In 2000, Anker signed a strategic alliance with Viewlocity, a provider of business-to-business integration and systems solutions for the burgeoning online trading market, to combine Viewlocity's AMTrix hub software with Anker's new emPower real-time retail and supply chain database software for the European retail market. Meanwhile, the company's flagship software, OSCAR, was enjoying strong success on the European market. In 2001, the company unveiled a new integrated software and hardware product, called Media Network, which permitted retailers to position multi-media POS displays, including video and sound support, in their stores. In that year, Anker acquired Dutch company Unicos BV, a specialist in retail automation software. In 2002, Anker signed a new OEM (original equipment manufacturer) partnership agreement with ProClarity. The agreement allowed Anker to integrate ProClarity's web-based analytical software into Anker's own eToolbox product group.

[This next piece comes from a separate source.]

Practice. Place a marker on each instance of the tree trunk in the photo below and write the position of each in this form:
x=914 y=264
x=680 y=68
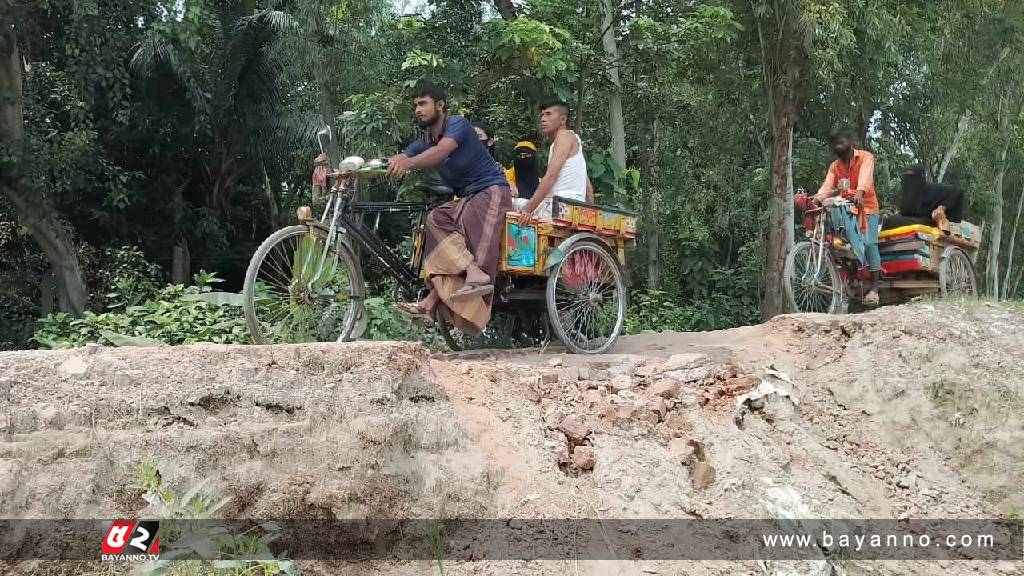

By then, Anker's sales had topped EUR 243 million--more than double its revenues in the mid-1990s, and the company had strengthened its leadership position in the European POS market. Anker had come a long way, successfully making the transition from manufacturing to software development while inheriting a tradition of supporting retailers begun more than a century before.
Principal Subsidiaries: Anker Systems Ltd (United Kingdom); Anker Systems AG (Switzerland); Anker Systems OY (Finland); Anker Systems A/S (Denmark); Anker Systems A/S (Norway); Anker Systems AB (Sweden); Anker Systems B.V. (Netherlands); ADS Anker Data Systems BV (Netherlands); Anker Systems S.A. (France); Anker B.V.B.A. (Belgium); Anker Systems GmbH (Germany); Anker Systems GesmbH (Austria); Compcas Kft (49%, Hungary).
Principal Competitors: IBM Corporation; NCR Corporation; Aspeon, Inc.; BancTec, Inc.; Fujitsu Services Limited; Hewlett-Packard Company; Hypercom Corporation; Groupe Ingenico; JDA Software Group, Inc; MAI Systems Corporation; MICROS Systems, Inc; PAR Technology Corporation; Radiant Systems, Inc.; Retalix Ltd.
Further Reading:
- "Aldi Weighs Anker," Super Marketing, September 1, 2000, p. 3.
- "Anker Agrees 42 mln stg Bid for Riva," Reuters, September 24, 1999.
- "Beatties Weighs Anker up for Terminal Upgrade," Computer Weekly, July 13, 2000, p. 14.
- "MDIS to Transfer EPOS Business to Anker Data Systems for 3.9 mln stg," AFX (UK), April 8, 1999.